The approach taken here is that we hear from people who are used to working
with unit testing regarding how they think when designing their tests and
how a concrete test might look.

These descriptions are then "converted" into the way it works with PBT, with
a clear focus on what stays the same and what is different.
Testing philosophies

A quote from Martin Logan:

For me unit testing is about contracts. I think about the same things
I think about when I write statements like {ok, Resp} =
Mod:Func(Args). Unit testing and writing specs are very close for me.
Hypothetically speaking lets say a function should return return {ok,
string()} | {error, term()} for all given input parameters then my
unit tests should be able to show that for a representative set of
input parameters that those contracts are honored. The art comes in
thinking about what that set is.

The trap in writing all your own tests can often be that we think about the
set in terms of what we coded for and not what may indeed be asked of our
function. As the code is tried in further exploratory testing and in
production new input parameter sets for which the given function does not
meet the stated contract are discovered and added to the test case once a
fix has been put into place.

This is a very good description of what the ground rules for unit testing
are:

   - Checking that contracts are obeyed.
   - Creating a representative set of input parameters.

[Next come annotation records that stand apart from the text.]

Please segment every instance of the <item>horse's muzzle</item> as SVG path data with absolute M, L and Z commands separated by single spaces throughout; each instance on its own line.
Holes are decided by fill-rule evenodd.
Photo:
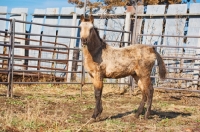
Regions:
M 87 42 L 88 42 L 87 38 L 81 38 L 81 43 L 82 44 L 87 44 Z

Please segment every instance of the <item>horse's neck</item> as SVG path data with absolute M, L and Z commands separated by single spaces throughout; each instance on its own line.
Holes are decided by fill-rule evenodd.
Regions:
M 89 37 L 89 43 L 87 44 L 88 52 L 91 54 L 91 56 L 97 56 L 99 52 L 103 49 L 103 42 L 98 36 L 95 29 L 93 29 L 90 37 Z

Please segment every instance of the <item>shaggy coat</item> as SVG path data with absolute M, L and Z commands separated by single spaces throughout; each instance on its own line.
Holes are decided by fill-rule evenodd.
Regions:
M 142 113 L 147 102 L 145 118 L 148 118 L 153 98 L 153 86 L 150 74 L 158 61 L 160 78 L 166 75 L 165 64 L 157 51 L 152 46 L 133 44 L 124 48 L 115 48 L 107 45 L 93 26 L 93 16 L 89 19 L 81 16 L 81 42 L 84 55 L 84 67 L 90 74 L 94 90 L 96 107 L 92 118 L 96 119 L 103 111 L 101 95 L 103 78 L 121 78 L 131 75 L 142 91 L 142 101 L 136 117 Z

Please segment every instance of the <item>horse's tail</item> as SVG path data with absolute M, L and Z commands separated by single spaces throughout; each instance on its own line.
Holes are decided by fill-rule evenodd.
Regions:
M 159 76 L 161 79 L 165 79 L 166 77 L 166 68 L 165 68 L 165 63 L 160 56 L 160 54 L 155 50 L 156 53 L 156 59 L 158 61 L 158 67 L 159 67 Z

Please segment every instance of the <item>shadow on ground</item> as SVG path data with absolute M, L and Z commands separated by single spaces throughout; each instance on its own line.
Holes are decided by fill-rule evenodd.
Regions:
M 135 114 L 135 113 L 136 113 L 136 110 L 128 111 L 128 112 L 119 113 L 117 115 L 113 115 L 113 116 L 110 116 L 110 117 L 105 117 L 103 119 L 100 119 L 99 121 L 105 121 L 107 119 L 123 118 L 123 117 L 126 117 L 128 115 Z M 142 115 L 144 115 L 144 112 L 142 113 Z M 178 116 L 183 116 L 183 117 L 191 116 L 191 113 L 174 112 L 174 111 L 152 111 L 150 119 L 153 119 L 154 116 L 158 116 L 161 119 L 164 119 L 164 118 L 173 119 L 173 118 L 176 118 Z

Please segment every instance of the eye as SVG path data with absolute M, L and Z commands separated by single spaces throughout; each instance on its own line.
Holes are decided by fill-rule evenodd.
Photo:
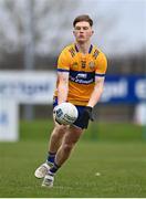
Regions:
M 81 27 L 75 27 L 75 30 L 81 30 Z

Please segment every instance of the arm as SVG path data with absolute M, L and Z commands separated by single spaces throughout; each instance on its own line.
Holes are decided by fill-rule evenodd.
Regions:
M 95 104 L 100 101 L 100 97 L 103 93 L 103 87 L 104 87 L 104 77 L 95 76 L 95 86 L 91 95 L 91 98 L 87 103 L 87 106 L 91 107 L 95 106 Z
M 69 72 L 58 72 L 58 101 L 59 104 L 65 102 L 69 92 Z

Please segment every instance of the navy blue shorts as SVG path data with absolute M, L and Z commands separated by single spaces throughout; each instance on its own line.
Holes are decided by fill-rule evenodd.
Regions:
M 54 100 L 53 100 L 53 108 L 54 108 L 56 105 L 58 105 L 58 97 L 54 97 Z M 79 111 L 79 117 L 77 117 L 77 119 L 73 123 L 73 125 L 75 125 L 75 126 L 77 126 L 77 127 L 80 127 L 80 128 L 83 128 L 83 125 L 82 125 L 82 123 L 80 122 L 80 118 L 81 118 L 81 116 L 83 115 L 83 112 L 84 112 L 85 106 L 75 105 L 75 107 L 76 107 L 77 111 Z

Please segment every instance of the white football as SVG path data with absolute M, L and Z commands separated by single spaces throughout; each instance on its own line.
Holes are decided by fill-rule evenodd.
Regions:
M 79 112 L 73 104 L 61 103 L 54 108 L 54 116 L 60 124 L 71 125 L 76 121 Z

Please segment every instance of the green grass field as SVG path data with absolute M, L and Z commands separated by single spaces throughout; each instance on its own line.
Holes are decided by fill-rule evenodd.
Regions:
M 1 198 L 146 197 L 146 140 L 142 127 L 90 126 L 59 170 L 54 187 L 46 189 L 33 172 L 45 159 L 51 129 L 52 123 L 21 122 L 20 142 L 0 143 Z

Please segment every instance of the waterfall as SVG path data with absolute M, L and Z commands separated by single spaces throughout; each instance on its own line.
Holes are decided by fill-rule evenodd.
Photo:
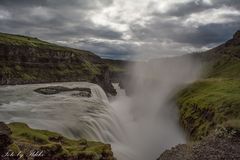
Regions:
M 89 87 L 92 97 L 74 97 L 71 92 L 41 95 L 34 89 L 46 86 Z M 106 143 L 124 141 L 122 128 L 101 87 L 86 82 L 0 87 L 0 121 L 24 122 L 70 138 Z

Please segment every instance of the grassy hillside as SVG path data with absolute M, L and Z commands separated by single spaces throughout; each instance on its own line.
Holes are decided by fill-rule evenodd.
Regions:
M 37 38 L 0 33 L 2 85 L 88 81 L 98 83 L 107 93 L 114 95 L 116 93 L 108 74 L 112 66 L 88 51 L 58 46 Z
M 217 127 L 240 130 L 239 32 L 225 44 L 198 58 L 205 64 L 203 78 L 177 98 L 180 121 L 192 140 L 200 140 Z

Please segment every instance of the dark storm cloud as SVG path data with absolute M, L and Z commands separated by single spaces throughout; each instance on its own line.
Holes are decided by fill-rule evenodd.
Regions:
M 109 58 L 183 54 L 240 29 L 239 0 L 0 0 L 0 31 Z

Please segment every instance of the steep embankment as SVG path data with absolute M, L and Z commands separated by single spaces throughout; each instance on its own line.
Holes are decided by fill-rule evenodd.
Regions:
M 165 151 L 159 160 L 240 158 L 240 31 L 226 43 L 191 55 L 204 66 L 201 80 L 177 96 L 180 122 L 191 143 Z
M 240 128 L 240 32 L 225 44 L 201 53 L 204 78 L 177 99 L 181 123 L 193 140 L 217 126 Z
M 0 33 L 0 84 L 88 81 L 107 93 L 109 65 L 97 55 L 37 38 Z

The former is very much part of PBT - each property you write will check a
contract, so that thinking is the same.
xUnit vs PBT

Unit testing has become popular for software testing with the advent of
xUnit tools like jUnit for Java. xUnit like tools typically provide a
testing framework with the following functionality

   - test fixture setup
   - test case execution
   - test fixture teardown
   - test suite management
   - test status reporting and management

While xUnit tools provide a lot of functionality to execute and manage test
cases and suites, reporting results there is no focus on test case execution
step, while this is the main focus area of property-based testing (PBT).

Consider the following function specification

sort(list::integer()) ---> list::integer() | error

A verbal specification of this function is,

For all input lists of integers, the sort function returns a sorted list of
integers.

For any other kind of argument the function returns the atom error.

The specification above may be a requirement of how the function should
behave or even how the function does behave. This distinction is important;
the former is the requirement for the function, the latter is the actual
API. Both should be the same and that is what our testing should confirm.
Test cases for this function might look like

assertEqual(sort([5,4,3,2,1]), [1,2,3,4,5])
assertEqual(sort([1,2,3,4,5]), [1,2,3,4,5])
assertEqual(sort([]         ), []         )
assertEqual(sort([-1,0, 1]  ), [-1, 0, 1] )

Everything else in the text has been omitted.